Roles and Responsibilities- Support regional businesses and teams in the matters of Information Security, Technology Risk, Data Privacy, Operational Resilience and Third Party Risk Management for activity relating to project, regulatory liaison or assessment, client reporting as well as supporting ongoing business operations.- Review, assess and interpret in country regulations and legislation in relation to the remit of Security, Resilience, and Protection.- Assist in the oversight the region and countries’ risk and compliance position in relation to Security, Resilience, and Protection and report regularly on plans, key risks and issues.- Prepare new initiatives, projects, or material business / IT changes support the preparation of security risk assessments and data privacy impact assessments.- Support the delivery of security related education and awareness for colleagues across APAC.- Recommend improvements in practices, processes and capabilities to ensure that the business operates to the required standards and within risk appetite.- Prepare regular reporting on regional status of topics on Security, Resilience, and Protection.- Coordinate and respond in the event of security/privacy incidents.- Engage the business stakeholders directly on Security, Resilience, and Protection related projects.

Key Skills, Qualifications & Experience

Essential:
- 2-3 years on Information Security, Technology Risk, Data Privacy, Operational Resilience and Third Party Risk Management related experience in a similar or related role.- Previous experience and knowledge of regulatory compliance topics preferred.- Recognized professional information security qualification preferred, such as CISA or CISSP.- Knowledge of control and risk management processes. Ability to frame decisions in terms of risk. Ability to make risk judgements. Audit experience is desired.- Sound planning skills with high level of organization and discipline to meet specific targets and objectives.- Able to work with others in the organization and able to build relationships and trust.- Able to communicate effectively with others at all levels verbally and in writing and able to translate technical terms into business language.- Strong Microsoft Office skills.- Experience of working in a Financial Services, Investments or Asset Management or professional services environment preferred.- Ability to balance security with other factors or concern.- Experience in managing threats and risks in a complex environment and in particular balancing these against business requirements.- Research and interpretation including trend analysis; willingness to seek and understand the various security regulations and statutes.

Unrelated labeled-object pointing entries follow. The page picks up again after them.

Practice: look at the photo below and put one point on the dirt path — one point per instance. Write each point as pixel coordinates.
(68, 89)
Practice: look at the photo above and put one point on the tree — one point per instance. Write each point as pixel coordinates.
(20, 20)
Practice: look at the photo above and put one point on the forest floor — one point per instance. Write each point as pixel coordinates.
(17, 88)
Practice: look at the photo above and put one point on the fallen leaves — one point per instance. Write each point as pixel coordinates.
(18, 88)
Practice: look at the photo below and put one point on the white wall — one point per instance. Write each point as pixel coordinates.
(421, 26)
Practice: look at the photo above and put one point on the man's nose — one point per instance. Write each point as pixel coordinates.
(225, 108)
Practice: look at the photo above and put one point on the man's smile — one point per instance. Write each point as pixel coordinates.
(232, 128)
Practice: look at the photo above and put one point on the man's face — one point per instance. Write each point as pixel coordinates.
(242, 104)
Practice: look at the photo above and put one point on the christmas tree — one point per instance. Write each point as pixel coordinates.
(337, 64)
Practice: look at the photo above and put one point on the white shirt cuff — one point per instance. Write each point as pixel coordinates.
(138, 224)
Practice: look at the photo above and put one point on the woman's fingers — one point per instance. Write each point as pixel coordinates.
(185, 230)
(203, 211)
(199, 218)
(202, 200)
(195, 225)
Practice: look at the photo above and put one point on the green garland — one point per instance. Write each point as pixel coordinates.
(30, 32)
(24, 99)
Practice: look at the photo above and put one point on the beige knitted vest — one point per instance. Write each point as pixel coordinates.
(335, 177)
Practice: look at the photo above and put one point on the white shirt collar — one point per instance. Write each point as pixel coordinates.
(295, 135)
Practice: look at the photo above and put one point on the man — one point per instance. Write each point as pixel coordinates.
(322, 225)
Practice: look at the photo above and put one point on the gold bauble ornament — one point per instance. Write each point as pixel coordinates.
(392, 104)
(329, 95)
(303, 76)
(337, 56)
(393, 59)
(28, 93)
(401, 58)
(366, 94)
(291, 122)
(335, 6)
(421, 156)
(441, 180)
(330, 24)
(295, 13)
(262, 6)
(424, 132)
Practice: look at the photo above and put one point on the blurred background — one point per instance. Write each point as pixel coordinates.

We’re committed to providing an inclusive workplace where all forms of difference are valued and which is free from any form of unfair or unlawful treatment. We define diversity in its broadest sense - this includes but is not limited to our diversity of educational and professional backgrounds, experience, cognitive and neurodiversity, age, gender, gender identity, sexual orientation, disability, religion or belief and ethnicity and geographical provenance. We support a culture that values meritocracy, fairness and transparency and welcomes enquiries from everyone.